How have this wealth, this diversity, this beauty, this manifold activity, which we summarize under the term "animal life," been produced?

If we answer this question in a word—the word "evolution"[CI]—we must remember that this word merely expresses our belief in a general fact; and we must not forget that many questions remain behind, all centering round that little question, to which an adequate answer is so difficult to give, the question—How? Reduced to its simplest expression, the doctrine of evolution merely states that the animal world as it exists to-day is naturally developed out of the animal world as it existed yesterday, and will in turn develop into the animal world as it shall exist to-morrow. This is the central belief of the evolutionist. No matter what moment in the past history of life you select, the life at that moment was in the act of insensibly passing from the previous towards a future condition. Then at once arises the question—Does life remain the same yesterday, to-day, and to-morrow? A thousand indubitable facts at once make answer—No! Underlying the law of continuity there is a law of change. Life to-day is not what it was yesterday, nor will it be to-morrow the same as to-day. What, then, is the nature of this change? If it be replied that the change must be either for the better or the worse, we shall have to answer the further question—Better or worse in what respects?

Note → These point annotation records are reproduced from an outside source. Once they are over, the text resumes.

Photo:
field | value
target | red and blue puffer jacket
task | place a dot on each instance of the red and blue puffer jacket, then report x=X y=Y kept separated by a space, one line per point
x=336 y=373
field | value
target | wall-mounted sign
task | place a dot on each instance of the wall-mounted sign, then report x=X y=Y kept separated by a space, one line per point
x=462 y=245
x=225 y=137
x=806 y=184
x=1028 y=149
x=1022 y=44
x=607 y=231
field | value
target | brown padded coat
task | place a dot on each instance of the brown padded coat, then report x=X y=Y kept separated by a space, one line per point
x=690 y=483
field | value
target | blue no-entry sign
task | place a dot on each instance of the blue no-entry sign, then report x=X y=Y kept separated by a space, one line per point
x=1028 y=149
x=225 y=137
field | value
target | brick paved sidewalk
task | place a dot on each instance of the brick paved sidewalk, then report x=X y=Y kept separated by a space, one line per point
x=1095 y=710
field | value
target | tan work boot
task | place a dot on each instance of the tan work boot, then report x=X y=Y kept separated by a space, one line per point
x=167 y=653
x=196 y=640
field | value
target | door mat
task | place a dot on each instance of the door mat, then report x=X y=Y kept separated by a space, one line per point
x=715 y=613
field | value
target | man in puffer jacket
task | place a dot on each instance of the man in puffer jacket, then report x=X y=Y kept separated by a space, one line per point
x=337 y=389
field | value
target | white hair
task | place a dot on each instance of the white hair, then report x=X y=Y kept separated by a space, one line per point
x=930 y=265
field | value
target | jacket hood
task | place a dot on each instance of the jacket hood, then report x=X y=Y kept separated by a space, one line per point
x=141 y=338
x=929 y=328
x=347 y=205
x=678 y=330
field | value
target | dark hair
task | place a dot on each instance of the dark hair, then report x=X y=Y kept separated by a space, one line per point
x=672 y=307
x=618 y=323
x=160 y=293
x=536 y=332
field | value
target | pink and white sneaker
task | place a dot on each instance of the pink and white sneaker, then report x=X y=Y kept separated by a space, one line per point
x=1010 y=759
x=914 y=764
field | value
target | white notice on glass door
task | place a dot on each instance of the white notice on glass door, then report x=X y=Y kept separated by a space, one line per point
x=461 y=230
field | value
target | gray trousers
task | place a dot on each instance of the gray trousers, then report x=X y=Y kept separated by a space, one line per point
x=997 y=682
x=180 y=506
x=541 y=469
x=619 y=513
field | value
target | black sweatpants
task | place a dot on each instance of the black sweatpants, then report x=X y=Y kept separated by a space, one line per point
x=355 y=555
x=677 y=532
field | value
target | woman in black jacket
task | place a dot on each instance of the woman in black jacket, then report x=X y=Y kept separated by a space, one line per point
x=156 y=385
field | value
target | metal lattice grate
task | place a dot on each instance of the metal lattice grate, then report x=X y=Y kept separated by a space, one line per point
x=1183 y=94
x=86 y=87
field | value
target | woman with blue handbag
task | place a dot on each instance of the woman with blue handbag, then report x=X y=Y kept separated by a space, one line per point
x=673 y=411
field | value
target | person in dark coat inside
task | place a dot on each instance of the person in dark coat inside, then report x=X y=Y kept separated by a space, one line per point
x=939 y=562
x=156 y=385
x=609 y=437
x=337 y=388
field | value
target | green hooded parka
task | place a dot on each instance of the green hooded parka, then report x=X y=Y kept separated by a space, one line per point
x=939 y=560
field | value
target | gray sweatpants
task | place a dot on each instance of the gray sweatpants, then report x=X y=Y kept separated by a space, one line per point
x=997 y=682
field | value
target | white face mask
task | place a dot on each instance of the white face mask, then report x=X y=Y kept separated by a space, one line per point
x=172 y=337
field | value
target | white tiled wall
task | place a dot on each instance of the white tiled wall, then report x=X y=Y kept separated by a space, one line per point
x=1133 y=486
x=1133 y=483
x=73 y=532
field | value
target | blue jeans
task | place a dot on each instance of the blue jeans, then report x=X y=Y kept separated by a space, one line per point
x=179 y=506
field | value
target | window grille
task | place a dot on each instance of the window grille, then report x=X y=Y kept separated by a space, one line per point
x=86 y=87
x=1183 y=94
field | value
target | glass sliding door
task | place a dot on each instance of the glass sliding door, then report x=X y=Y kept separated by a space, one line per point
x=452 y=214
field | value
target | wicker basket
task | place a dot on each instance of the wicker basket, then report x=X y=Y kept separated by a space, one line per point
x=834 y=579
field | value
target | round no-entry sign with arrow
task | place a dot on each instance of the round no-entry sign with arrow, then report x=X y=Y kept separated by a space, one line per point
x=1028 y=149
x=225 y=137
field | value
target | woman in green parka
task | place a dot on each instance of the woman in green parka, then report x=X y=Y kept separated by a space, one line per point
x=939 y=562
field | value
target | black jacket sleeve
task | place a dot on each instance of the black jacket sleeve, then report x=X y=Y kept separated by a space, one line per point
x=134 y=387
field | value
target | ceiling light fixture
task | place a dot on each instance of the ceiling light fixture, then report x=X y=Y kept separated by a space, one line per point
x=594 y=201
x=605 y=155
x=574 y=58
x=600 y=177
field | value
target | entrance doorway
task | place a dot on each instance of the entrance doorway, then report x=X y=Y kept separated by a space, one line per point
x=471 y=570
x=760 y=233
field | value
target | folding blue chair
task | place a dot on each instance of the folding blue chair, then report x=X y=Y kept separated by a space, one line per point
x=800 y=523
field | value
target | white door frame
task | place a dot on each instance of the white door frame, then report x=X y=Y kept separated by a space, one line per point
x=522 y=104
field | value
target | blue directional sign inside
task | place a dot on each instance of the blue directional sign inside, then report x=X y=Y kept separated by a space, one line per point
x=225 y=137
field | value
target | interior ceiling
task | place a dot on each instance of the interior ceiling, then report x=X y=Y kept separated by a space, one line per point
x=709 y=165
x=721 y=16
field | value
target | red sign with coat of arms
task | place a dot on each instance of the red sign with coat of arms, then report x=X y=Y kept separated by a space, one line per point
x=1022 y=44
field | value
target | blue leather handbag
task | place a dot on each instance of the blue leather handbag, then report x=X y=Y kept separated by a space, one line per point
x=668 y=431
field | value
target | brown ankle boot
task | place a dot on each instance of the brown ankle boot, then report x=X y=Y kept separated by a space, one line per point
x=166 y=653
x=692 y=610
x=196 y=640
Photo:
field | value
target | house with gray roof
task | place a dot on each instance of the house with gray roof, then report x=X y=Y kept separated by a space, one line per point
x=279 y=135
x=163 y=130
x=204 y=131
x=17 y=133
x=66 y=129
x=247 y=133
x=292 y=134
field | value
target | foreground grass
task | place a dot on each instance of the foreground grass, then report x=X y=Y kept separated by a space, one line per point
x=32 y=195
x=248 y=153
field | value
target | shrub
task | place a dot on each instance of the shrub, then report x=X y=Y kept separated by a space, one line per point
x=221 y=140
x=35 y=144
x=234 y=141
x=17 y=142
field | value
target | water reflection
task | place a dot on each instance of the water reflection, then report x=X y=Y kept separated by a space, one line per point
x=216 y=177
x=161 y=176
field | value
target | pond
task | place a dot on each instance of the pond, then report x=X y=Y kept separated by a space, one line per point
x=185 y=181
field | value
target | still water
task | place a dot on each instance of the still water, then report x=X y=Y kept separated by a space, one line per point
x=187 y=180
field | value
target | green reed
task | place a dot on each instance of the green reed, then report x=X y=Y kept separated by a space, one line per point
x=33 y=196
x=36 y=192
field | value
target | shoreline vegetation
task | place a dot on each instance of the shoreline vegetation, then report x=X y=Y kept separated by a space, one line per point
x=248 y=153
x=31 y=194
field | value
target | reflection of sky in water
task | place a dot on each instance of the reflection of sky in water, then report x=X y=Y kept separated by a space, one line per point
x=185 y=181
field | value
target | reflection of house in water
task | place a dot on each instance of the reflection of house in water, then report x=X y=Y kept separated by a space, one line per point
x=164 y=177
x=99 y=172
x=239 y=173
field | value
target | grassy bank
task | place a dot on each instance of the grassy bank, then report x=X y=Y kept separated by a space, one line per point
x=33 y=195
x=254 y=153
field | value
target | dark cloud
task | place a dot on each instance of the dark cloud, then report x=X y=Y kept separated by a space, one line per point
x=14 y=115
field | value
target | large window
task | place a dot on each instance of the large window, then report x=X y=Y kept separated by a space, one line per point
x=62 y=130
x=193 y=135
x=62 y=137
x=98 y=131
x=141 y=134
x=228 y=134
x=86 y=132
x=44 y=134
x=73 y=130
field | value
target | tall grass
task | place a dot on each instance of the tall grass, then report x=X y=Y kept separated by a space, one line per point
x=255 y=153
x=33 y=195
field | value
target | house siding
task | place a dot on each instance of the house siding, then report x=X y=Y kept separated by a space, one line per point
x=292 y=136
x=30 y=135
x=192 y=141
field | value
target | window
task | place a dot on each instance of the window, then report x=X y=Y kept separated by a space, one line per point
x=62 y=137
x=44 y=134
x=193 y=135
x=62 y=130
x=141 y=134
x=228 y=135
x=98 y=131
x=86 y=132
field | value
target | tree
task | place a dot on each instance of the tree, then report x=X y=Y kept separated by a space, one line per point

Let us narrow our view from the contemplation of life as a whole to the more particular consideration of an organism as one of its constituent units. The individual life of that organism depends on (some would say consists in) its ceaseless adaptation to surrounding circumstances. The circumstances remaining the same, or only varying within constant limits, the adaptation may be more or less perfect. A change in the direction of more perfect adaptation will be a change for the better, a tendency to less perfect adaptation will be a change for the worse.

But the relation of an organism to its circumstances or environment is itself subject to change. The environment itself may alter, or the organism may be brought into relation with a new environment. We have to consider not only the changes in an organism in the direction of more or less perfect adaptation to its environment, but also changes in the environment. These changes are in the direction of increased simplicity or of increased complexity. So that we may say that the modification of life is in the direction of more or of less complete adaptation to simpler or to more complex conditions. Where the adaptation advances to more complex conditions, we speak of elaboration; where it retrogrades to less complex conditions, we speak of degeneration; but both fall under the head of evolution in its more general sense. Viewed as a whole, there can be little doubt that the general tendency of evolution is towards more complete adaptation to more diverse and complex environment. And this tendency is accompanied by a general increase of differentiation and of integration; of differentiation whereby the constituent elements of life, whether cells, tissues, organs, organisms, or groups of organisms, become progressively more specialized and more different from one another; of integration whereby these elements become progressively more interdependent one on the other. We may conveniently sum up the tendency towards more perfect adaptation to more complex circumstances in the word progress; the tendency to differentiation in the word individuality; and the tendency to integration in the word association.